SH54A-06:
Solar wind turbulence: anisotropy, anisotropy, anisotropy!

Friday, 19 December 2014: 5:15 PM
Robert Wicks, University of Maryland College Park, College Park, MD, United States, Miriam A Forman, Dept of Physics & Astronomy, Stony Brook, NY, United States, Errol J Summerlin, NASA Goddard SFC, Greenbelt, MD, United States, D Aaron Roberts, NASA Goddard Space Flight Center, Code 670, Greenbelt, MD, United States and Chadi S Salem, University of California Berkeley, Berkeley, CA, United States
Abstract:
Turbulence heats the solar wind as it expands away from the Sun, but where and how does heating of ions and electrons occur? In order to understand this we must first look at the fluctuations making up the cascade, the properties and anisotropies of which will determine whether ions or electrons are heated and whether field-parallel or -perpendicular heating will occur, all of which amounts to a lot of different anisotropies! With this in mind, we present a review of recent advances in the observation of plasma turbulence in the solar wind and comparison with simulations; which features of solar wind turbulence are well reproduced and which need to be captured better?

The first anisotropy is that of the fluctuations making up the turbulent cascade itself, fluctuations are known to be highly transverse, meaning that the perpendicular magnetic field components are dominant over the field-parallel component. The second anisotropy is that of the scaling of amplitude towards smaller scales with steeper spectra parallel to the local magnetic field direction. Observations of the anisotropy of the full power spectral tensor will be discussed, in particular with reference to Alfvenic and pseudo-Alfvenic fluctuations (effectively two different polarizations of Alfven waves), the next step beyond the traditional "slab + 2D" approach to incompressible MHD turbulence. The third anisotropy is that of the ion and electron distributions.
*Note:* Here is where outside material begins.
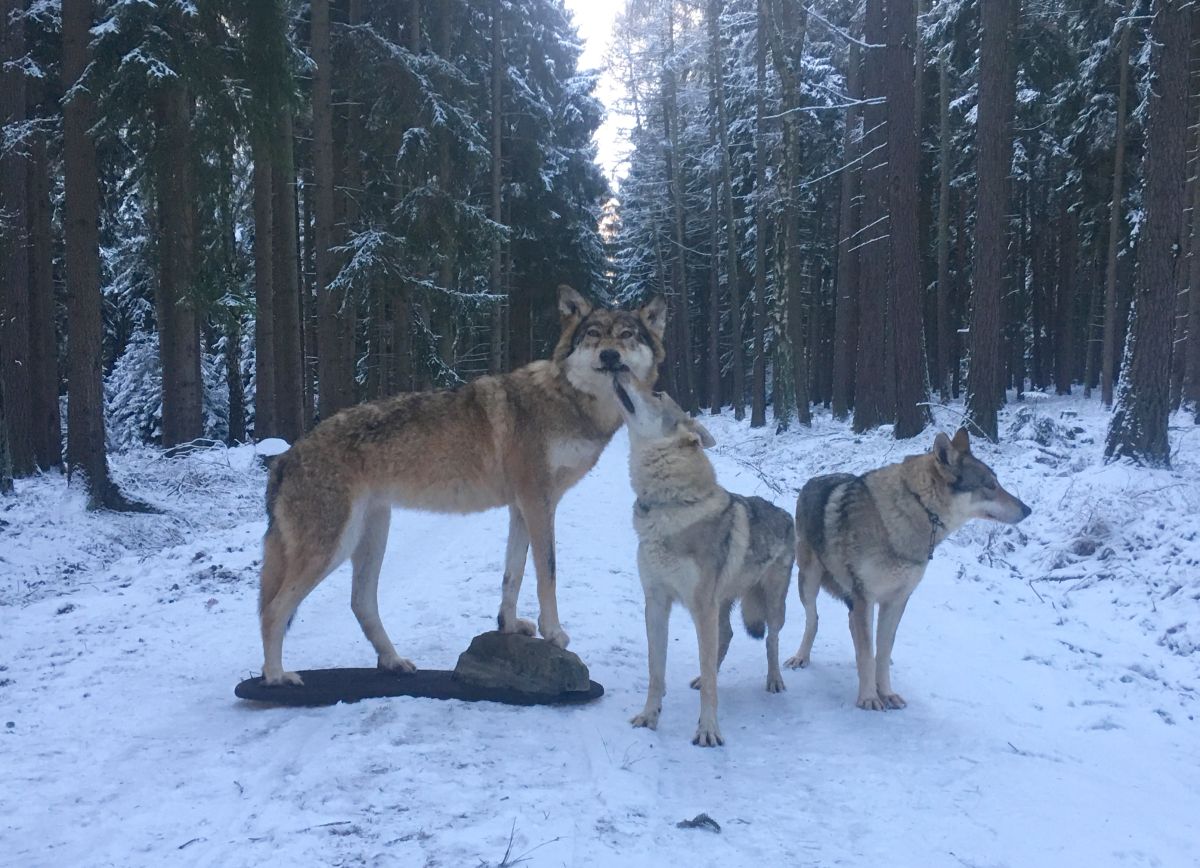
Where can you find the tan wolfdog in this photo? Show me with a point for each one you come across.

Both sets of charged particles frequently show non-Maxwellian distributions with higher temperatures found either perpendicular to or parallel to the magnetic field direction. Proton distributions often show beams and the heavier alpha particles are often hotter than the protons. Localized structures such as current sheets and magnetic discontinuities are shown to be sites of intense and anisotropic heating. Small scale fluctuations filling the space between such discontinuities may also dissipate energy into ions and electrons, either through electric fields intrinsic to the modes generated by the turbulence or through resonant or stochastic processes. Observations show that kinetic Alfven waves are the dominant mode.